Targeting IGF-2 might provide additional therapeutic benefit in combination with other treatments. IGF-1R activation by IGF-1 and IGF-2 has been shown to stimulate the growth of a wide range of cancer cells (23
). Currently, potent mAbs against the IGF-1R are being tested in clinical trials against multiple tumor types including prostate, breast and colon cancers, and Ewing’s sarcoma (25
). Importantly, it is becoming increasingly evident that IR activation by IGF-2 enhances the growth of Ewing sarcoma and breast cancer in addition to the IGF-1R activation: cotargeting IGF-1R and IR is likely to be more effective than targeting the IGF-1R alone (26
). Recently reported immunohistological examinations of primary human prostate cancer show that IGF-1R as well as IR are both commonly expressed on the tissues (29
). Our results from the immunohistological examinations () and Western blot analyses () suggest that IR activation by IGF-2 plays an important role in the prostate cancer cell growth in bone in addition to the IGF-1R activation. Based on these findings, IGF-2 could be a promising candidate target in therapeutic strategies for cotargeting IGF-1R and IR.

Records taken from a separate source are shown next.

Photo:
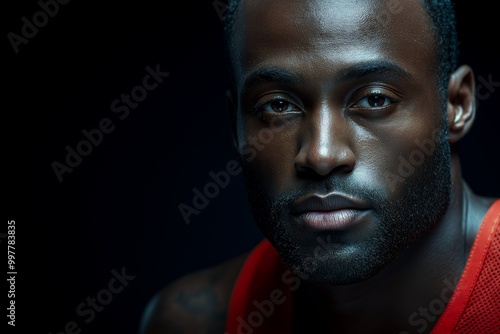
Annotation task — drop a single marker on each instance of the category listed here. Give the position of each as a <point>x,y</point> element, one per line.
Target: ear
<point>232,110</point>
<point>461,103</point>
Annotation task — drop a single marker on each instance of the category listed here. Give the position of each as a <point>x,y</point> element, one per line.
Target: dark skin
<point>340,126</point>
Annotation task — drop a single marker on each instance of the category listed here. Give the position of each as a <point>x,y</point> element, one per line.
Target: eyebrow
<point>270,75</point>
<point>383,68</point>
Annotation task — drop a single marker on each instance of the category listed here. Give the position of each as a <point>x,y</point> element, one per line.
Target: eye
<point>278,106</point>
<point>375,100</point>
<point>275,105</point>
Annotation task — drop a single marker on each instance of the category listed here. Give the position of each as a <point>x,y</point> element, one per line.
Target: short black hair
<point>441,13</point>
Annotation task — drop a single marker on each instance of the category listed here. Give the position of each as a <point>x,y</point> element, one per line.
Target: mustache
<point>372,197</point>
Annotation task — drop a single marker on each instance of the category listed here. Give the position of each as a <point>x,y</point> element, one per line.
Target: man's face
<point>341,127</point>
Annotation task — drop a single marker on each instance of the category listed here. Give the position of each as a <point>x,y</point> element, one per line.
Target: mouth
<point>332,212</point>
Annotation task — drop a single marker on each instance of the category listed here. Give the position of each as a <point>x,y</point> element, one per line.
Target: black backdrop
<point>118,208</point>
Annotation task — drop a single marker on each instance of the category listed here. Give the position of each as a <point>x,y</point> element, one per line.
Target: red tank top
<point>261,301</point>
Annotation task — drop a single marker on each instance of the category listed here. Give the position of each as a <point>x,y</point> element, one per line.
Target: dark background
<point>119,207</point>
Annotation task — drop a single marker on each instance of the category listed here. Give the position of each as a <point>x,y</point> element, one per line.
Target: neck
<point>412,292</point>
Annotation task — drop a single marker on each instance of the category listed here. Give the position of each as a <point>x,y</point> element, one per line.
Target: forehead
<point>332,33</point>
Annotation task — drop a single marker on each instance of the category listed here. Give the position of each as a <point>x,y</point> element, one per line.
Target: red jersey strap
<point>261,301</point>
<point>475,305</point>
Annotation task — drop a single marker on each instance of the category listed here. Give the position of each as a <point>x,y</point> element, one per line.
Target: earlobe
<point>461,103</point>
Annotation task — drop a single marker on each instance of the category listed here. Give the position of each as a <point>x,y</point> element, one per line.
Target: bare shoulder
<point>195,303</point>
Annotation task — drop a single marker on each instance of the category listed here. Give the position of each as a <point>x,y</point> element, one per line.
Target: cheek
<point>270,153</point>
<point>397,153</point>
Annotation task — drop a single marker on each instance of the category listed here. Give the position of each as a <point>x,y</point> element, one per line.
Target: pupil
<point>280,106</point>
<point>376,100</point>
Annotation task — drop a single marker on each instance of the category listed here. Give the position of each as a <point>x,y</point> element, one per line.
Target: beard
<point>396,222</point>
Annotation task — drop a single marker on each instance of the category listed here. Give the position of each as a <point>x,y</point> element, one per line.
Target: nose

If m610 were capable of suppressing the growth of prostate cancer in bone without any adverse reactions, m610 therapy might considerably improve the quality of life of patients with bone metastases of prostate cancer. In the present study, the administration of m610 did not affect the body weights of mice during the 4-week treatment period (Supplemental. fig. 3
), and no adverse findings were observed in the histological examination for the mouse organs.
In conclusion, the present study demonstrated that an IGF-2-specific antibody, m610, can sufficiently suppress the growth of bone tumors from MDA PCa 2b cells in a human bone environment and that this effect is caused by the suppression of the tumor cells’ proliferative status. These results suggest that the targeting of bone-derived IGF-2 using a neutralizing antibody offer a new therapeutic strategy for bone metastasis from prostate cancer.